Both these drugs are to be avoided if you are planning to drive or operate heavy machinery soon after a dose. Hydrocodone and oxycodone are known to interact adversely with herbal medicines and supplements of vitamins. These drugs also do not go well with anxiety reducing pills, anticonvulsants, muscle relaxing medications and sleep inducing or calming drugs. You may need to specifically note that grapefruit, its juice or any other derivatives of the fruit do not get along well with oxycodone. Hence, this fruit needs to be avoided at all costs. You are advised to talk to your treating doctor or the pharmacist to know more on the dangerous side effects of consuming grapefruit. Also, it is highly recommended to avoid all other pain medications while talking any of these drugs.

Both these drugs do not qualify to be used by women who are breastfeeding. This is because babies who are fed with breast milk (of mothers taking any of these two drugs) are found to have withdrawal symptoms soon after birth. However, since oxycodone is labelled as category B drug in US, physicians may administer oxycodone if it benefits pregnant women. It may be noted that category B drugs are considered to carry no risks to the fetus during its development stage. On the other hand, hydrocodone is labelled as category C medicine. Hence, it is not usually administered to women who are already pregnant or planning to get pregnant soon. It may be helpful for you to know that category C drugs are known to have harmful effects on your fetus.

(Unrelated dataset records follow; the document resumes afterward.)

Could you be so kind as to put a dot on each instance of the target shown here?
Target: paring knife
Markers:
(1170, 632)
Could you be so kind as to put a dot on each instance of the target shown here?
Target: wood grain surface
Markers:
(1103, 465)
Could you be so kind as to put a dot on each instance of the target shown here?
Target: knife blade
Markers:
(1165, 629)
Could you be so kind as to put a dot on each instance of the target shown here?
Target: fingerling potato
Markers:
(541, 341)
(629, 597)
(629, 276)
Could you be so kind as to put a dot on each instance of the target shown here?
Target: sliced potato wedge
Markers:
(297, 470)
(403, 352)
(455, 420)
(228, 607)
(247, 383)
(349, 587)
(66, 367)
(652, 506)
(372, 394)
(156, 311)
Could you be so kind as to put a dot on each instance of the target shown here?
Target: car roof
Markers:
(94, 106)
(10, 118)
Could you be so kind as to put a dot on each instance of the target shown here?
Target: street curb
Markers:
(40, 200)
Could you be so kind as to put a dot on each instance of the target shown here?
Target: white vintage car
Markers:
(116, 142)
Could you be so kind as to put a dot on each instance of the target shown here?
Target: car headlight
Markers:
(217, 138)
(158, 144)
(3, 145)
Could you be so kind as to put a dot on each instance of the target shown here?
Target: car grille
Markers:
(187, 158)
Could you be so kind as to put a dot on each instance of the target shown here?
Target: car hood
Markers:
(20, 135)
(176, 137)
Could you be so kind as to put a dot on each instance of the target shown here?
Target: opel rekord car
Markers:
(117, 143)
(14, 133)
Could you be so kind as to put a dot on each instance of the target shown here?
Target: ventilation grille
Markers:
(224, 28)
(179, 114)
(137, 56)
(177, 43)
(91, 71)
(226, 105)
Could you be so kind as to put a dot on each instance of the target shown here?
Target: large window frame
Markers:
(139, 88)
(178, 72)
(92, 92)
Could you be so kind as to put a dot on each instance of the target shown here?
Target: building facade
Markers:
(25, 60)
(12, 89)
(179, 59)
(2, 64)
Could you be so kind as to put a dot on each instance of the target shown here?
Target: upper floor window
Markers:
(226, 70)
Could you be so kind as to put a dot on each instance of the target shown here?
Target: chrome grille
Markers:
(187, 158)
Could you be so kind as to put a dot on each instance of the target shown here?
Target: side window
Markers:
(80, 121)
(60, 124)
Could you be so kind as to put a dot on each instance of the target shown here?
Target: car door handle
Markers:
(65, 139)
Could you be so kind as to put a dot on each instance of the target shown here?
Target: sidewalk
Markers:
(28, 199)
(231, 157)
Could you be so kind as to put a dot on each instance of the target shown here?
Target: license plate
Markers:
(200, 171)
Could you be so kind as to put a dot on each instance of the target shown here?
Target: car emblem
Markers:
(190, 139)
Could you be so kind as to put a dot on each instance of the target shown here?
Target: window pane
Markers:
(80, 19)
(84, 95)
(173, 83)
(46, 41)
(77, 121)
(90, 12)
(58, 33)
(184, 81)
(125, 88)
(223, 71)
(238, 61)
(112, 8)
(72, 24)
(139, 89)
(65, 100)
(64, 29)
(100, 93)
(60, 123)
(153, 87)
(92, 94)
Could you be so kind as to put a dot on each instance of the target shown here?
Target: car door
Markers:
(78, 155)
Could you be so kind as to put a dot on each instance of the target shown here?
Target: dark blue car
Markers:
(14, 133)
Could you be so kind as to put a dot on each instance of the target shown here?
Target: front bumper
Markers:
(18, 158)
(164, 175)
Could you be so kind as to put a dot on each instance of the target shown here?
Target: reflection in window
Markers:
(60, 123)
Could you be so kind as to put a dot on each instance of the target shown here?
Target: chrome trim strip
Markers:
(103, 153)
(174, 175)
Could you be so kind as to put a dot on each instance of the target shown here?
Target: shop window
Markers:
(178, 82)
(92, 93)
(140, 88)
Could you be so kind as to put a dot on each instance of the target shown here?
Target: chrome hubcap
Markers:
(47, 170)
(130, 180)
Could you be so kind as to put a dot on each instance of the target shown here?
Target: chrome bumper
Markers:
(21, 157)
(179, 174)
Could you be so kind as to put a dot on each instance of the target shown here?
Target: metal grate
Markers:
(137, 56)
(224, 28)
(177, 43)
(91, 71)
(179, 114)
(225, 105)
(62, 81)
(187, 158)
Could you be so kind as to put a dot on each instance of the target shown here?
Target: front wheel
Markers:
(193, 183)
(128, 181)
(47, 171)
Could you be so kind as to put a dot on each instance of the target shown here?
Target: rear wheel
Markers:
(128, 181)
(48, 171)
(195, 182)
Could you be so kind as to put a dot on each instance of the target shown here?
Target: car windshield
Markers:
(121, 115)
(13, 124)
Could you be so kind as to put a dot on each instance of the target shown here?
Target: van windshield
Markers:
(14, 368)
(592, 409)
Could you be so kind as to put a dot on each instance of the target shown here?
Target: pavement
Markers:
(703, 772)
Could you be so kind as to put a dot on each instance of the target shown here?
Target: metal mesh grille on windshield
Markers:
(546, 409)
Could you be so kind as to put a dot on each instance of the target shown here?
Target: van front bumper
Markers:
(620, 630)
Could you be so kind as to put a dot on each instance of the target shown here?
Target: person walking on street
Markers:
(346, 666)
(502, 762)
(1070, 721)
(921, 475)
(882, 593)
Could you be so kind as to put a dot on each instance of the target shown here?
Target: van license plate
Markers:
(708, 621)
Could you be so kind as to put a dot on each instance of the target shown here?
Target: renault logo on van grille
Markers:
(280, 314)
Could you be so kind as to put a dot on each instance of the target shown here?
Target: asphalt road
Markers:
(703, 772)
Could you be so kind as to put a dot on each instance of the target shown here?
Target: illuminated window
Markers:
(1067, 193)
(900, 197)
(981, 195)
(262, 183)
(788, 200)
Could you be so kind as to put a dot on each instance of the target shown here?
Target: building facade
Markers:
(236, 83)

On the habit forming front, oxycodone is very popular among people who have a history of substance abuse. Medical studies show that as high as 1 million Americans may have an addiction to narcotic drugs that are prescribed. This is nearly 20% of the ~5 million people who use narcotics in US. But, as a few medical researches indicate hydrocodone is less potent than oxycodone; your treating physician may hence choose a less powerful drug between these. Your doctor may then detect the way your body responds to the dose, and may enhance it later. Never be disheartened if the first dose of drug fails to alleviate your pain. Have an open discussion with your treating doctor. Based on the factors listed above, your doctor may choose a more appropriate drug among these two, administered at dosages that fit well with your condition.

To sum it up, a minor difference between hydrocodone and oxycodone lies in the nature of side effects. Both the drugs may cause drowsiness, headaches and pain in abdomen. Constipation (inability to pass stools) is another side effect. Medical studies indicate hydrocodone is less intense than oxycodone. Owing to the strength, a few insurance providers have discontinued the purchase of oxycodone as part of their coverage plans.
None of these two drugs qualify to be taken by breastfeeding women. As babies who are fed with breast milk of women who consume opioid drugs develop withdrawal symptoms, doctors do not administer such drugs to women nursing infants. Oxycodone however is put under category B in the US; so, physicians can administer oxycodone if it benefits pregnant women or those to plan to get pregnant. But, hydrocodone is a category C medicine. So, it is never administered onto pregnant women.

Above all, as hydrocodone is considered not as powerful as oxycodone, your doctor may start with it. Once the doctor understands how your body reacts to this medication and changes are made accordingly to your medication plan.